The woolly giant rat (Kunsia tomentosus) is a species of large burrowing rodent native to South America. No subspecies are currently recognised. It is the only member of the genus Kunsia.

==Description==
The woolly giant rat is an exceptionally large rat and the largest living species of sigmodontine rodent, with short limbs and powerful claws. Nonetheless, individuals vary considerably in size, ranging from 19 to 29 cm in head-body length, with a relatively short tail 15 to 20 cm long. Body weight varies from 240 to 630 g; no other sigmodontine species has a maximum weight above 400 g. The fur is thick and coarse, with an almost uniform shade of dark grey or brown across the whole of the body, although slightly paler on the throat and underside. The tail is scaly and almost hairless, and dark grey to blackish in colour. The rhinarium is large, and the ears short and rounded. Females have eight teats.
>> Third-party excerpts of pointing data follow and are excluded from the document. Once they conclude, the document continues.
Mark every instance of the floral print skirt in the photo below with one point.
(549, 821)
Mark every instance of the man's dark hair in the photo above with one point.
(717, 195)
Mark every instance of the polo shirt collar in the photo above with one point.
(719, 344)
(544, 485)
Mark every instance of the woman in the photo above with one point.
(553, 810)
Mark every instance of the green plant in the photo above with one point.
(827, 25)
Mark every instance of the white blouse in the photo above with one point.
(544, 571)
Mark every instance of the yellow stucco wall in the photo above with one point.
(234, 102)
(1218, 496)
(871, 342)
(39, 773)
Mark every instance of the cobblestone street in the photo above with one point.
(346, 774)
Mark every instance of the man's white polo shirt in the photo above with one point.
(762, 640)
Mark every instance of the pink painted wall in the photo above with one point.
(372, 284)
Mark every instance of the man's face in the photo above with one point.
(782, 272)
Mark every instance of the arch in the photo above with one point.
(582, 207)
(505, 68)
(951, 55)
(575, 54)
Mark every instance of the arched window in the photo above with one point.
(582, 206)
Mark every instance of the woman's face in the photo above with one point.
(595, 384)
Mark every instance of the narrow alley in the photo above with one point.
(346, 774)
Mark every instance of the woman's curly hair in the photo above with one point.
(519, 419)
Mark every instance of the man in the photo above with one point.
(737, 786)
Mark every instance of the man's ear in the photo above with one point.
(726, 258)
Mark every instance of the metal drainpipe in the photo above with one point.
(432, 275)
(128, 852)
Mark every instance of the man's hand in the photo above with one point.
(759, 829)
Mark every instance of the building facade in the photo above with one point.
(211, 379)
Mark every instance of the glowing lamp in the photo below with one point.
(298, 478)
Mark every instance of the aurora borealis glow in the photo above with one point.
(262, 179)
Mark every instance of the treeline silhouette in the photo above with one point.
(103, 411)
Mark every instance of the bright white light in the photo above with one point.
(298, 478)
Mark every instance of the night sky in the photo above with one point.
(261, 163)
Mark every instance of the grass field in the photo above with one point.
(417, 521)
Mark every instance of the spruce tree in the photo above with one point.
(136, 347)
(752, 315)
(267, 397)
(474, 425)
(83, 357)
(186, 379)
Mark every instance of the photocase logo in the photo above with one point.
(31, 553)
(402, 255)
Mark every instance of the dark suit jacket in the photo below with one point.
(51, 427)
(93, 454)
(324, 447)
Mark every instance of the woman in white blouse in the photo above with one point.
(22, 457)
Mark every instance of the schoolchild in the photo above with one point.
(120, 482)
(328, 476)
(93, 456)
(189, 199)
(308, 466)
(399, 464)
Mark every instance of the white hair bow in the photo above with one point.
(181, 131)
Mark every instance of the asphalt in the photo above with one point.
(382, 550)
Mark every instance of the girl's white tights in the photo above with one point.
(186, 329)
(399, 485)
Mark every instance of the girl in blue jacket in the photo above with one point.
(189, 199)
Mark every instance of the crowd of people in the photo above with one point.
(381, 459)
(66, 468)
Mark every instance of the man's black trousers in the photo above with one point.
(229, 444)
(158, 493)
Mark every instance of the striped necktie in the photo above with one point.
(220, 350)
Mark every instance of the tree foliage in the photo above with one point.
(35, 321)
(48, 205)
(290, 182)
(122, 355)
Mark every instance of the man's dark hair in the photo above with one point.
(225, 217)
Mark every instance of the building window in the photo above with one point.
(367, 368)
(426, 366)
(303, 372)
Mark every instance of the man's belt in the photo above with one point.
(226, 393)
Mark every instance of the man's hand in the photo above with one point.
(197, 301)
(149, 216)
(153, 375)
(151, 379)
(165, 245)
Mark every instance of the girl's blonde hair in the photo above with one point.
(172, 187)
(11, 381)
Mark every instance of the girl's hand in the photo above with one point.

==Distribution and habitat==
Woolly giant rats inhabit the cerrado of central Brazil, and the Llanos de Moxos of northern Bolivia between 60 and 750 m elevation. Within Brazil, they are recorded from the states of Goiás, Mato Grosso and Rondônia. The rats live in areas of open grassland, grassy shrub, and savannah woodland, and are not found in more densely forested habitats.

==Biology and behaviour==
The rats are omnivorous, feeding on the roots of grasses, and on termites and orthoptera, which they locate by smell. They are thought to be either nocturnal or crepuscular, but to spend most of the time underground in burrows, emerging primarily during the rainy season. Little is known of the rats' biology, although they are thought to breed twice a year.